Glu Variants Revolutionize Deep Learning With Improved Transformer Performance

Variations on GLU are possible, using different nonlinear (or even linear) functions in place of sigmoid.Computer Science > Machine Learning. [Submitted on 12 Feb 2020]. The paper GLUVariantsImproveTransformer addresses a key challenge in transformer models: improving the quality of the feed-forward layers.This paper explores variations of the Gated Linear Unit (GLU) as alternatives to these activations to enhance performance. But with the emergence of Transformer based models, different variants of activation functions and GLU have been experimented with and do seem to perform better. Google researcher Noam Shazeer demonstrates that replacing standard activation functions in Transformer feed-forward networks with Gated Linear Units (GLU).GLUVariantsImproveTransformer.
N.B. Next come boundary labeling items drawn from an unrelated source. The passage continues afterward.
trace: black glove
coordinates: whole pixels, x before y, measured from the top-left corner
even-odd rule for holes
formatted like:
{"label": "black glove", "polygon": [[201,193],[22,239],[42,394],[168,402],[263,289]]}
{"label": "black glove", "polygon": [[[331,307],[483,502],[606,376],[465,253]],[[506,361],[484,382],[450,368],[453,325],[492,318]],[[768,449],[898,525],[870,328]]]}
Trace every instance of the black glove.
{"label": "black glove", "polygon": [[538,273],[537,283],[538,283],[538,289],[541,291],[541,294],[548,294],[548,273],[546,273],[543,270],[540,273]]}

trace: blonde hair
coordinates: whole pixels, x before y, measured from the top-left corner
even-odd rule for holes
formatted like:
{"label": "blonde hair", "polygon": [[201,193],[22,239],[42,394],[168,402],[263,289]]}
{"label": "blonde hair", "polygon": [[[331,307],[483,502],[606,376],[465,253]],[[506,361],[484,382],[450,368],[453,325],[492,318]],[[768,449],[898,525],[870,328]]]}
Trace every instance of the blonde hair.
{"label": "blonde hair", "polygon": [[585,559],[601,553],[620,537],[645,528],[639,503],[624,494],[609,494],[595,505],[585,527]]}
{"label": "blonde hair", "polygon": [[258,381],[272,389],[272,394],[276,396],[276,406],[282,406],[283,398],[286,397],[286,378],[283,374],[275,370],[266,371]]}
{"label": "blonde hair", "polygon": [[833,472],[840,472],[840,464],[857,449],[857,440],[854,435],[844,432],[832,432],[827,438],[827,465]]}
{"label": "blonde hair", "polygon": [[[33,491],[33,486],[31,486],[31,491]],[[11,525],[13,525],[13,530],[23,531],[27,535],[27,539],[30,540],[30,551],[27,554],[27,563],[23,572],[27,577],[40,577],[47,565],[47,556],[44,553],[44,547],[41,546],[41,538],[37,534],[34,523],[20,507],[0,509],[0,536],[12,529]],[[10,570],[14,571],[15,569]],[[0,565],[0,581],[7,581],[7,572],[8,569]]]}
Variations on GLU are possible, using different nonlinear (or even linear) functions in place of sigmoid. We test these variants in the feed-forward sublayers of the Transformer (arXiv:1706.03762) sequence-to-sequence model, and find that some of them yield quality improvements... We test these variants in the feed-forward sublayers of the Transformer (arXiv:1706.03762) sequence-to-sequence model, and find that some of them yield quality improvements over the typically-used ReLU or GELU activations. In summary, GLUvariants contribute to improvedTransformer models by enhancing the feed-forward layers, increasing parameter efficiency, and achieving better performance metrics on language tasks. Published on Feb 12, 2020.Variations on GLU are possible, using different nonlinear (or even linear) functions in place of sigmoid.